We get to the ER and Kelly and I bust out of the unit.  She dives out the back, and I shoot out the side.  We must have looked bad, because a couple of the techs and nurses sitting out side on break start laughing when they see us.  I’m sure the dry heaves didn’t help our cause much.  “Laugh it up, we’re bringing him to you.” I tell them as we recoop and start to pull him out.  They are still chuckling as the go to open the door for us.  Then we pass by them and head for the Trauma and Cardiac bays.  “Oh God….oh no” I hear one say as we pass.  Yeah, you were warned I think.  I find the charge nurse and tell her we are here,  I ask about stopping in the decon room, but she poo-poos that and sends us to a cardiac bay.  Your call lady.  We pour him over to their bed, and there are puddles waiting for us on our cot after.  The crew quickly heads out to start hosing down everything and I give report.  I see the nurse in charge here has the same dilemmas I did.  He’s bad and there is a lot that needs to be done, but he has got to be cleaned the rest of the way too.  She gets lots of help as he slips even deeper and is fully unconscious.  I give report, and go out for some fresh air on the way to the report room.
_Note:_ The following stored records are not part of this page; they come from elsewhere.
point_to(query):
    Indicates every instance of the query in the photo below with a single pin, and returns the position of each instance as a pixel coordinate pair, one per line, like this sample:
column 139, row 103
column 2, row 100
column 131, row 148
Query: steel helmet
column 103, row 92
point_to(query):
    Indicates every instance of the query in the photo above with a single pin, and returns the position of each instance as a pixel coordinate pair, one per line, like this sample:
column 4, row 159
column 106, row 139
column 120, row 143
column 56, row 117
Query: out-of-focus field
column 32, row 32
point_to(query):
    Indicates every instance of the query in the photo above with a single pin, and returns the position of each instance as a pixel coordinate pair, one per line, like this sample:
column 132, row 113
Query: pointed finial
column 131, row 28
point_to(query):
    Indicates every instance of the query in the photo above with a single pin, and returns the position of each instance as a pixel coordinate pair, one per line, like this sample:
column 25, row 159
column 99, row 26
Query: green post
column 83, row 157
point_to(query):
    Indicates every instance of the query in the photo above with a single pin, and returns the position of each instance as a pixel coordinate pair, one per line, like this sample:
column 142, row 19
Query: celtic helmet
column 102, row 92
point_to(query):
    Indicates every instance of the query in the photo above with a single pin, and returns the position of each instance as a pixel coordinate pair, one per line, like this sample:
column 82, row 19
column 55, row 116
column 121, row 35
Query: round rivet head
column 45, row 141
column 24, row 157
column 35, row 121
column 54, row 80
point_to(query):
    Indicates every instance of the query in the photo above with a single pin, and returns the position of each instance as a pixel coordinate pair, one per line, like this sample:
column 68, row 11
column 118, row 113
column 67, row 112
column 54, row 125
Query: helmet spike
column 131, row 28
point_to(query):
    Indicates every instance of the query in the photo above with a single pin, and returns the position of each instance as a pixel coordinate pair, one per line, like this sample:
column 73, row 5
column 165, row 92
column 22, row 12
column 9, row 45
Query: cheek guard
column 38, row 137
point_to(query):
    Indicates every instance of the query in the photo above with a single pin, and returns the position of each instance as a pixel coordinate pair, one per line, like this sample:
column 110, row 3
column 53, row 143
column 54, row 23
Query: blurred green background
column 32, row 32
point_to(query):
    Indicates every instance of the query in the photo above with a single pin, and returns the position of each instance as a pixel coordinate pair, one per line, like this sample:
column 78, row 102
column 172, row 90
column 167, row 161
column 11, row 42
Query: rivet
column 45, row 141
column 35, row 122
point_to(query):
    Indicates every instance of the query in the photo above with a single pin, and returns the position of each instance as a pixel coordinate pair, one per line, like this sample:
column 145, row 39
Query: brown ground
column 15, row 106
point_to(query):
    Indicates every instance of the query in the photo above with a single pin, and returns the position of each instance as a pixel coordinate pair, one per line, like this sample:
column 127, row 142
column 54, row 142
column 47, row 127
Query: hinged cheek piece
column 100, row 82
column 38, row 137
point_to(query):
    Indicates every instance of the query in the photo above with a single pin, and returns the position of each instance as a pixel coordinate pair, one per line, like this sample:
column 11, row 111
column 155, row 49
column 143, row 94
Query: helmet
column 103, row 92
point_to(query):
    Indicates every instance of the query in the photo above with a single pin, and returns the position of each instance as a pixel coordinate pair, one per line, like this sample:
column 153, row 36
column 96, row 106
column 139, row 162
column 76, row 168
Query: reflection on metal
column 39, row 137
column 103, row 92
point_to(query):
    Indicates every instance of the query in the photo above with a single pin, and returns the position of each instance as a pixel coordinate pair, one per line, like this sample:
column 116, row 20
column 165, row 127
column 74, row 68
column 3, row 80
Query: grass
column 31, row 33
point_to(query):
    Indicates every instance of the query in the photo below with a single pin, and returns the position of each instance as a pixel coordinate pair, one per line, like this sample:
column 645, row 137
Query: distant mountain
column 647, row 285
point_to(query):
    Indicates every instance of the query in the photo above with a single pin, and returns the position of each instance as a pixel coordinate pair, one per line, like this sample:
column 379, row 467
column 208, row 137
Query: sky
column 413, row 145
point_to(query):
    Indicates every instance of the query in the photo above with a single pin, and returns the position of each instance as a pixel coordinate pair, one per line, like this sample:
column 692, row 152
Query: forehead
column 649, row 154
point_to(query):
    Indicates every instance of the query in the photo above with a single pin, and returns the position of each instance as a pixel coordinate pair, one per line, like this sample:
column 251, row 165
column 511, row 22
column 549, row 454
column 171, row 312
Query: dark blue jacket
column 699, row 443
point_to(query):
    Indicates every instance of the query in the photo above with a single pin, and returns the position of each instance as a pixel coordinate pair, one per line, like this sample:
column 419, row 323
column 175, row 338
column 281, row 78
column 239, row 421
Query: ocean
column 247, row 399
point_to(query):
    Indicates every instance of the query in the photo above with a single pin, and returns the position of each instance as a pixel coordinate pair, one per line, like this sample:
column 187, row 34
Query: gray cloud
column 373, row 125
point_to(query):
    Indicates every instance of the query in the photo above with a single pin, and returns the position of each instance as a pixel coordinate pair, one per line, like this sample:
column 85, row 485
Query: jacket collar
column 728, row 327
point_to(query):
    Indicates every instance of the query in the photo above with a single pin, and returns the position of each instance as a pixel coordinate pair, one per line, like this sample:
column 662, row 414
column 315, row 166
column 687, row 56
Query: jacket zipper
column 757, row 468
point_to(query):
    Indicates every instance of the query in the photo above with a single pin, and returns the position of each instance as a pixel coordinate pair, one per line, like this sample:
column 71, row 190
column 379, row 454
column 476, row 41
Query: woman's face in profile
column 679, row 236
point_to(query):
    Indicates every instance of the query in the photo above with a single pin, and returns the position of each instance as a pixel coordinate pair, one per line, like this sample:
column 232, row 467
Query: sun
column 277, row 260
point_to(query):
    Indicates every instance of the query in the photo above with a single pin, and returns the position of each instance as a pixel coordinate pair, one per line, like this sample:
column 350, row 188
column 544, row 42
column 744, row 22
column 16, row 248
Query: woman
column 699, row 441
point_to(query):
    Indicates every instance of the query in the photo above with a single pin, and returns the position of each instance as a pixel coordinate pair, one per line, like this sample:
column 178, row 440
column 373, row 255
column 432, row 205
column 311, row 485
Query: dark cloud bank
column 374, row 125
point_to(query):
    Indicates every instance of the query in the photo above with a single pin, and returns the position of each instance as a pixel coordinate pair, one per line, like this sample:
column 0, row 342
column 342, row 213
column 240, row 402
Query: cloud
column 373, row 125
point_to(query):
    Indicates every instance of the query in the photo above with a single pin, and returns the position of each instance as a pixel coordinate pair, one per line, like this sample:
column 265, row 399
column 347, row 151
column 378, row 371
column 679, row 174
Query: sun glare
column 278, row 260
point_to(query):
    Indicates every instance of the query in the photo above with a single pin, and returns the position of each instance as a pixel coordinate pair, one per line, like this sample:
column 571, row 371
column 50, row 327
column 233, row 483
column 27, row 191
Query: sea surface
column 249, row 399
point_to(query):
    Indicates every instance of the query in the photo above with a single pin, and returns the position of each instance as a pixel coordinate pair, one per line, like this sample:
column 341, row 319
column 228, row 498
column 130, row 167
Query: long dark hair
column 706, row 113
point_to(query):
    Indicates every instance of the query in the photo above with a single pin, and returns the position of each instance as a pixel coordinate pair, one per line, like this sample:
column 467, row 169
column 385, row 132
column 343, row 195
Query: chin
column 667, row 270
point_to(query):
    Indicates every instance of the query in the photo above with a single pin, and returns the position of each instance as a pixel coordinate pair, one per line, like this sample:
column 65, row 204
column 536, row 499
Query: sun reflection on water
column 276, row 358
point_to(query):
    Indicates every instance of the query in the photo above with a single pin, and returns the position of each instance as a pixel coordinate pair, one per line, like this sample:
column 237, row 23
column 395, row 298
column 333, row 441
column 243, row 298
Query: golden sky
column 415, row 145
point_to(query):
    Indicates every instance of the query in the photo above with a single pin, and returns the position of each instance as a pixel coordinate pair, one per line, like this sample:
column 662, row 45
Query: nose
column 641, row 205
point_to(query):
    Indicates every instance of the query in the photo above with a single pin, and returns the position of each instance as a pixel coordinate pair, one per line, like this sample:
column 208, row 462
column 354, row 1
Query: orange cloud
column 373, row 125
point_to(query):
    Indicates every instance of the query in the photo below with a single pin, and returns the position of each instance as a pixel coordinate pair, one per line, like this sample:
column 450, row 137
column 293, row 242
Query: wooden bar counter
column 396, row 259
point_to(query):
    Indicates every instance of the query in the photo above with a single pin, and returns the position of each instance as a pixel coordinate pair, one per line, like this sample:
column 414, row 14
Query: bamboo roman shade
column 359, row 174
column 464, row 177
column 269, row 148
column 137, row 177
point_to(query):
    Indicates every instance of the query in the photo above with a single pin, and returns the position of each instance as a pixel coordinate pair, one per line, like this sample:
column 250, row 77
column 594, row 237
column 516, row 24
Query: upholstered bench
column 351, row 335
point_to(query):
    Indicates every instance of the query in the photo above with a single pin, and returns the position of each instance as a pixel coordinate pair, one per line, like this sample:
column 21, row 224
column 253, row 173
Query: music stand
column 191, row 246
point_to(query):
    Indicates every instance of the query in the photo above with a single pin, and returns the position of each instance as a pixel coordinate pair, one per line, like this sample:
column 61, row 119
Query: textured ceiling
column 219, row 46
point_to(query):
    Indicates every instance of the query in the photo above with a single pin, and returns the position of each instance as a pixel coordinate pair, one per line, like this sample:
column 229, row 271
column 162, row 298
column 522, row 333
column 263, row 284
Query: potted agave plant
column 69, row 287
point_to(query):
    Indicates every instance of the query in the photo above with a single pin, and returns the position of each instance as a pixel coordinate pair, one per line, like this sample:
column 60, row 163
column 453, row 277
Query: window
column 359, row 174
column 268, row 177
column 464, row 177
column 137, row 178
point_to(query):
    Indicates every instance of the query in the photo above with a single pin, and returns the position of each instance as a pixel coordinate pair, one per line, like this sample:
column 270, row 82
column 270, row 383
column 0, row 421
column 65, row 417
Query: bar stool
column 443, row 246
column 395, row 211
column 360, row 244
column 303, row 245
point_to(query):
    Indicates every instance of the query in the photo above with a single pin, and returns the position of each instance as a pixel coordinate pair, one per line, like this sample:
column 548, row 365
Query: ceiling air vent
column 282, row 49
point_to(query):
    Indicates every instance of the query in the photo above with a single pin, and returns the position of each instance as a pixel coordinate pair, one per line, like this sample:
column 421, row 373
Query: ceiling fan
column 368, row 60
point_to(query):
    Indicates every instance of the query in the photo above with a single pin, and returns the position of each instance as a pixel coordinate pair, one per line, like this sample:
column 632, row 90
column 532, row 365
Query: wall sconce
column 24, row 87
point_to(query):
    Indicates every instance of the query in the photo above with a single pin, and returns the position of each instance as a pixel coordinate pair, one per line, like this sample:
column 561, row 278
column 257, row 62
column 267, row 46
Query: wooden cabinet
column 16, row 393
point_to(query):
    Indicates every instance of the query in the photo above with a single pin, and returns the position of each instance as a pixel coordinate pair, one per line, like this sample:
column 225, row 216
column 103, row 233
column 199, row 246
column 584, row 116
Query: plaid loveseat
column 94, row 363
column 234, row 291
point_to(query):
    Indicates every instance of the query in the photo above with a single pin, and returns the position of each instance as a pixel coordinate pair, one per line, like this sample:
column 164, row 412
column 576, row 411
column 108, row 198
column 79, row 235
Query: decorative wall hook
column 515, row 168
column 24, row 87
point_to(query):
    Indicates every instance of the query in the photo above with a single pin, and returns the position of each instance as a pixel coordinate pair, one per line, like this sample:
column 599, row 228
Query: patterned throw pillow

It took the better part of the day to get that smell out of my nose.  No matter how much you wash, change clothes whatever, you still smell it.  I think they did eventually decon him again in their room, I can’t imagine that they did not.  I do know that they quickly got him moved from the ER to the ICU…and that he coded in the hall on the way.  Had to figure that was possible, and it was a big concern of mine while he was with us.  His blood work was all screwed up, turns out you shouldn’t live on Turtle Wax.  He eventually made it, and so did we.  Jen works as an autopsy tech now and deals with dead people and decomps all day.  She confirmed, at the time of this writing that he is the worst smelling live person she’s ever encountered.  Some of the worst decomps beat him, but not all of them.  So, now I have a scale on which to base “Smells bad” and also one for the biggest alcohol bender.  I still carry that Vicks too, just in case.